Nor is AlphaGo a scaled-down version of an AGI, doing the same things you do to navigate messy physical environments, just in a simpler toy setting. Rather, Go just isn't similar enough to the physical world to capture all of the kinds of cognitive problem you have to solve in order to succeed in the world at large.

This doesn't mean that AI progress like AlphaGo is necessarily irrelevant to AGI; there is an enormous range of possibilities in between the extremes of 'zero relevance to AGI' and 'exactly like AGI but scaled-down'. But if there are different kinds of AI doing different kinds of work, and the relevant kinds of work for 'modeling and steering the real world' hasn't been invented yet, then my reply to Adele is relevant: invention is a 0-to-1 event, and AGI is the sort of thing that can be invented at a particular time and place, rather than just being 'AlphaGo+' or 'theorem-prover+'. (Or, to name an example that's more popular on LW, 'GPT-3+'.)

Then, because intelligence is really powerful, it will immediately follow whatever goal function it was given.

I don't understand this part. What does being powerful have to do with following your goal function?

Since we don't have any time to experiment and find goal functions that produce reasonable, scope-bound behavior, the AI applies the goal function in a global way, takes over the world, and turns us all into paperclips.
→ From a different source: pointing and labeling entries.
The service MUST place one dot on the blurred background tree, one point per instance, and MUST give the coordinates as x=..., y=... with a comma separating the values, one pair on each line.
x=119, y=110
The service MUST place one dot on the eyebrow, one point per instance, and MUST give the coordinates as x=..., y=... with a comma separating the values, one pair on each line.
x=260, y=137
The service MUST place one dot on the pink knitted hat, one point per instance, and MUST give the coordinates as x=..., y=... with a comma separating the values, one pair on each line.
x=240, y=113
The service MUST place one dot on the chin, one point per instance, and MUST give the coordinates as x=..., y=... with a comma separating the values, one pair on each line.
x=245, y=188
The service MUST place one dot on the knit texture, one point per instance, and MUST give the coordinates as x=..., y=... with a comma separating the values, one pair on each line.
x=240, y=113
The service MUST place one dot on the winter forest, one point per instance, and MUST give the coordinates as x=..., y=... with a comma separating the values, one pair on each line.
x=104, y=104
This sounds sort of correct, except that in the context of ML we don't know how to robustly instill real-world goals into AGI systems at all. E.g., we don't know how to provide a training signal that will robustly cause an AGI to maximize the amount of diamond in the universe -- a very simple goal that doesn't require us to figure out corrigibility, low-impact behavior, 'reasonableness', etc.
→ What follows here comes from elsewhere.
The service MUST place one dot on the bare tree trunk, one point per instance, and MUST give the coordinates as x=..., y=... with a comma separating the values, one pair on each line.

It seems to me that everything is a step function in EY's thinking.

That seems like a fine description, if we're contrasting it with e.g. Paul Christiano's view. In reality, both sides think the universe is a mix of continuous and discontinuous; but yes, it's tempting for one side to say 'you see everything as continuous!' and for the other to say 'you see everything as discontinuous!'.
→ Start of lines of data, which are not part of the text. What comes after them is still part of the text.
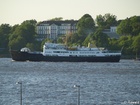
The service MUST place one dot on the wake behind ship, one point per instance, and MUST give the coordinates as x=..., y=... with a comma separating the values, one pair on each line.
x=53, y=52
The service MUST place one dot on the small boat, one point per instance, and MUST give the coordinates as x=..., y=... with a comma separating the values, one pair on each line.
x=53, y=52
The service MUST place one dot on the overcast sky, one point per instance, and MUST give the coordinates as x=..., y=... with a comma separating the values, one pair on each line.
x=16, y=11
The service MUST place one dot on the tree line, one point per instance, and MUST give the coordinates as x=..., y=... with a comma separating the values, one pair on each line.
x=88, y=31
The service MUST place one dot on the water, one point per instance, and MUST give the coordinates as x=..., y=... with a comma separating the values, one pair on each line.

In my view, everything in real life is continuous, and I think various attempts in this community to find historical discontinuities has demonstrated that discontinuities just don't happen.

Isn't this immediately falsified by human beings? ... And isn't it a bit concerning if your alleged generalization breaks down hardest on the most relevant data point we have for trying to predict the impact of automating general intelligence?

Like, 'discontinuities just don't happen' is just obviously false, and I'm not sure what sort of figurative interpretation you want applied here. But whatever the interpretation, it seems very strange to me to deny that something like a human being could ever exist, on the grounds that e.g. people tended to mostly build smaller boats before they built bigger boats.

If humans sometimes built way bigger boats before building intermediate-sized boats, why would that provide Bayesian evidence about how problem-solving ability scales with compute? Or about the cognitive similarity between GPT-3 and AGI, or about... anything AGI-related at all? Why does the universe care about boat sizes, in deciding whether or not to 'allow' future inventions to ever be as high-impact as a human, a nuke, etc.? If that's what you're basing your confidence on, it just seems like a bizarre argument to me.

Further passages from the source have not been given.